I'm having trouble trying to understand what does means the first expression in particular the last term in it
should we add $\|f\|_{\infty} \leq \infty$ or what i can't see what is his role ($\|f\|_{\infty}$) here
\begin{align*} {C}(\mathbb{R}^{n})&=\{f:\mathbb{R}^{n}\longmapsto \mathbb{R}: \text{continue},\lim_{\|{x}\|\to \infty }f(x)=0,\|{f}\|_{\infty}\}\\ {C}_{0}(\mathbb{R}^{n})&=\{ f \in {C}: \text{of compact support } \mathbb{R}^{n} \} \\ Lip_{0}(\mathbb{R}^{n})&=\{f \in C_{0}: \exists M: |f(x)-f(y)|\leq M|x-y| \} \\ \overline{Lip_{0}}(\mathbb{R}^{n})&={C}(\mathbb{R}^{n}) \\ \mathcal{D}(\Omega)=\mathcal{C}_{c}^{\infty}(\mathbb{R})&=\{f \in \mathcal{C}^{\infty} : \text{ of compact support } \} \end{align*}
would you please also explain how $\lim_{\|{x}\|\to \infty }f(x)=0,$ implies $\|{f}\|_{\infty} \leq \infty$
Well, to answer your question:
let $$f:\Bbb R^n\to \Bbb R, \quad \text{continuous},\quad \lim_{|x|\to\infty}f(x)=0.$$
Fix $\varepsilon >0$; then by definition of the limit there exists $R>0$ such that $|f(x)|<\varepsilon$ whenever $|x|>R$. On the compact set $\{|x|\le R\}$ the function $|f|$ is continuous, hence attains its supremum and infimum (Veierstrass theorem).

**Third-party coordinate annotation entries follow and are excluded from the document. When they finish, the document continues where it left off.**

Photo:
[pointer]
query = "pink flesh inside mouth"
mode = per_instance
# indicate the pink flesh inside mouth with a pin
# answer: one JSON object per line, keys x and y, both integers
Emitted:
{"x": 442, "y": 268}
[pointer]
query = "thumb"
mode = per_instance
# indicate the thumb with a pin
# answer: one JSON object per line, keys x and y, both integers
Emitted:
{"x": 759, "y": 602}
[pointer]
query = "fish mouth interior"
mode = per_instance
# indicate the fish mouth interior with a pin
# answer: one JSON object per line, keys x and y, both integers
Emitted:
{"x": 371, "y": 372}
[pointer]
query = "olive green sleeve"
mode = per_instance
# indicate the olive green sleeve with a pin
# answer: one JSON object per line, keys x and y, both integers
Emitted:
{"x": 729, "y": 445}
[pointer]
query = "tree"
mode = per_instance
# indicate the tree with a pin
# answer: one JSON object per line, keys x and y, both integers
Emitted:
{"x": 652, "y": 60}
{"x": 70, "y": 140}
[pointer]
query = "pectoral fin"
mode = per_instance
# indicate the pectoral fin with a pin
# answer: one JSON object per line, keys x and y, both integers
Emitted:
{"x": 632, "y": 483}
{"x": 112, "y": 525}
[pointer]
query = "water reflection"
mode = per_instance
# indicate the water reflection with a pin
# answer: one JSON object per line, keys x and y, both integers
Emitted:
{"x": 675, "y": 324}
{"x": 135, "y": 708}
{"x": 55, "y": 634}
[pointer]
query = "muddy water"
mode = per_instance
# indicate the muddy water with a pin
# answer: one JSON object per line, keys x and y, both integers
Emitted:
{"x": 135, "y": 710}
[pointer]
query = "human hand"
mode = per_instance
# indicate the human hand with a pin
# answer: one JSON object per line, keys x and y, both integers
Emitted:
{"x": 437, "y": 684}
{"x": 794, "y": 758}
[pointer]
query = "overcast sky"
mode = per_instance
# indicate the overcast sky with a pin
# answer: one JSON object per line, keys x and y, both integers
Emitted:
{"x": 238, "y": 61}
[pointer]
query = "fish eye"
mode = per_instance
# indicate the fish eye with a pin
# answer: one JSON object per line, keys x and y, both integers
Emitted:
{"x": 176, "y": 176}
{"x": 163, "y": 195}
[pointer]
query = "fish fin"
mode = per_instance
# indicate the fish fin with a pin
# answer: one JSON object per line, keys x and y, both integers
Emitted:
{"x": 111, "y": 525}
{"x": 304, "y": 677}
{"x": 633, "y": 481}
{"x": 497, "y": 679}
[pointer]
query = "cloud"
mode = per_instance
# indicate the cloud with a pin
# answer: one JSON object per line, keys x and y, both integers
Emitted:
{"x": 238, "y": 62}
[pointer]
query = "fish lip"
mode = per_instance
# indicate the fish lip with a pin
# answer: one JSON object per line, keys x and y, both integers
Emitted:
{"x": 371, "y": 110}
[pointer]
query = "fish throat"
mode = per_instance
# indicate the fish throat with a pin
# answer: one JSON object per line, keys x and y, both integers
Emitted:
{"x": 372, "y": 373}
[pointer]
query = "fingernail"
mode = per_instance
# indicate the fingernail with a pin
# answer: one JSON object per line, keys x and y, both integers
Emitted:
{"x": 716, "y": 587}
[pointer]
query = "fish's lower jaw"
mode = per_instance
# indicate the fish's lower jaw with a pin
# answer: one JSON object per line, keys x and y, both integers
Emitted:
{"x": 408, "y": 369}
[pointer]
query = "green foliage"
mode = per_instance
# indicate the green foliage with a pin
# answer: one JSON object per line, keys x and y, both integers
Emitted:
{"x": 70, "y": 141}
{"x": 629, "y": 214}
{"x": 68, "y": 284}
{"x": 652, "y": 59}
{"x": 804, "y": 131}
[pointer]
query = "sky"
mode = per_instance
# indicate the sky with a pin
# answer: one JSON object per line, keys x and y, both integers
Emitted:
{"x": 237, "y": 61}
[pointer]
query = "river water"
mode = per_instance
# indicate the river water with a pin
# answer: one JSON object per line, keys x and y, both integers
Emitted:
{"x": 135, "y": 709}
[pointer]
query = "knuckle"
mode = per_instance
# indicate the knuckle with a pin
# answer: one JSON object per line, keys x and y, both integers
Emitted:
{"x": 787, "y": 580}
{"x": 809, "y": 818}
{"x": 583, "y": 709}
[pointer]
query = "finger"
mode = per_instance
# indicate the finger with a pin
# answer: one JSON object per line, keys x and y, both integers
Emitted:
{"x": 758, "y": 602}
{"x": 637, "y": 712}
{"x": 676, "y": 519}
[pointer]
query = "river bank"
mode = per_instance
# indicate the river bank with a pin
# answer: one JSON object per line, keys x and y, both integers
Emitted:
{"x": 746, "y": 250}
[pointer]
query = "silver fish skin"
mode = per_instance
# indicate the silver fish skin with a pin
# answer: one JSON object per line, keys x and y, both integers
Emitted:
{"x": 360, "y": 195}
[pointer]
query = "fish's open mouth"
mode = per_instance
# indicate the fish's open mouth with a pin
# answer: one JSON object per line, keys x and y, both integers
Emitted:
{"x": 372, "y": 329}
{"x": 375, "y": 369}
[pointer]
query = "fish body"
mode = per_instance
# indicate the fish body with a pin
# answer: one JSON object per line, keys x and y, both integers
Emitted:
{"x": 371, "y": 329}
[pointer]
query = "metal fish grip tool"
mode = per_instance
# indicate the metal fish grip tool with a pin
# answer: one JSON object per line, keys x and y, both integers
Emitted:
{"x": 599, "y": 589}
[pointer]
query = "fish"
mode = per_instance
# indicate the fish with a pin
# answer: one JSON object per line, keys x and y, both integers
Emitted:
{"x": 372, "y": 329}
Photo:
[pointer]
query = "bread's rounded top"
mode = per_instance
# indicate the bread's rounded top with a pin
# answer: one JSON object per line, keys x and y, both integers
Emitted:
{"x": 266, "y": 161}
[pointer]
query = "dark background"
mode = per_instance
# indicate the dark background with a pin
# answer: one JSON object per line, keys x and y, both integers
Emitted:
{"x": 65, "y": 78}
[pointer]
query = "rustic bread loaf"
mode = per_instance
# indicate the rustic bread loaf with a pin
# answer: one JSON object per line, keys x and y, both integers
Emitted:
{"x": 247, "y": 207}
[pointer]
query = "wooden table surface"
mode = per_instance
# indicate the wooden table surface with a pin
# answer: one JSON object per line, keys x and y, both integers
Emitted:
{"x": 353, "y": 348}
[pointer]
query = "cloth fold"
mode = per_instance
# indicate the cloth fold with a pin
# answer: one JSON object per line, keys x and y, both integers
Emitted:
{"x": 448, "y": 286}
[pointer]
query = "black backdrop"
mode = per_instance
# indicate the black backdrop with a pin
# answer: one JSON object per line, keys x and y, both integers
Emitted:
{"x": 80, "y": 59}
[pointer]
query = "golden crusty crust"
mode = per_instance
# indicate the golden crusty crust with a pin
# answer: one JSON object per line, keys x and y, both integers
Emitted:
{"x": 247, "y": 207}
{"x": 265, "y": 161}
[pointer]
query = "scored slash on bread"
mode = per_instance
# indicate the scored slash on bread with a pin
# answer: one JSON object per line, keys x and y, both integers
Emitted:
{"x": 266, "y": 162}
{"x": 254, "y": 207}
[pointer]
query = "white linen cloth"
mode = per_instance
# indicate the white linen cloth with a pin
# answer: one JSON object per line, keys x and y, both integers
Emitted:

Therefore, $$\|f\|_\infty\le \max(\varepsilon, \sup_{|x|\le R}|f(x)|)<\infty.$$
As for notations, it's a bit weird to see $C(\Bbb R^n)$ defined as a space of continuous functions vanishing at infinity. In most cases, this notation is reserved for the space of continuous functions. Then you can define $C_b$ as the space of continuous bounded functions, $C_0$ as a space of continuous vanishing functions, $C_c$ as a space of continuous function with compact support, etc.